Could his remark about her backside be interpreted as a compliment? Danielle wondered. It would be satisfying to think so, satisfying to know there was one thing about her which appealed. Yet why should she want to appeal to an unshaven low-life like him? she thought, a moment later. She didn’t.
Danielle shook her head, sending the fall of corncoloured hair swaying. ‘I’d have seen you and swerved,’ she protested.
‘You didn’t see my lunch,’ he rapped back.
‘Well..no,’ she was forced to concede, then rallied, ‘but you’re a dam sight bigger. You’re—’

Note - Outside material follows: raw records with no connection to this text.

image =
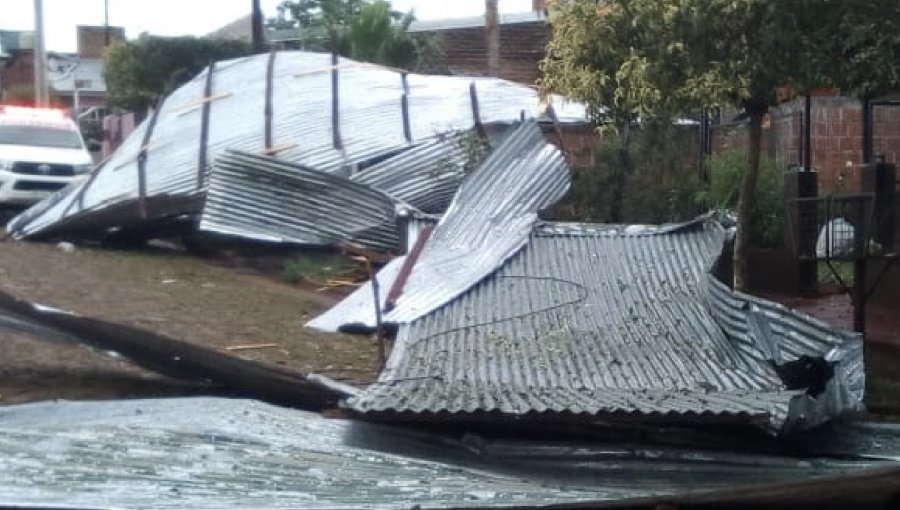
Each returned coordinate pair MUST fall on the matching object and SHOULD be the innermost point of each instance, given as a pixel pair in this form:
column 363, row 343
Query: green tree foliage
column 363, row 30
column 629, row 58
column 648, row 178
column 139, row 72
column 725, row 171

‘Seventy-four inches and one hundred and eighty pounds,’ the stranger enunciated. ‘Though after this morning’s scrutiny you must have every one of my vital statistics carved for ever in your brain.’ He arched a thick black brow. ‘Every possible length of me measured.’
At the inescapable sexual implication, Danielle’s pink cheeks flamed scarlet. Two weeks in the country had already taught her that Australians were often more direct in their speech than the British, yet did he have to be quite so brash, so explicit? She poked the toe of her sandal into the stones. Though he could have said it in order to shock her, shock this girl who he appeared to believe was prim and proper. Danielle frowned. Whichever, it seemed that the object of her interest not only knew she had been staring, but was also aware she had done so for an appreciable length of time. So should she claim that he reminded her of someone, someone asexual and platonic, for instance a cousin? It would let her off the hook.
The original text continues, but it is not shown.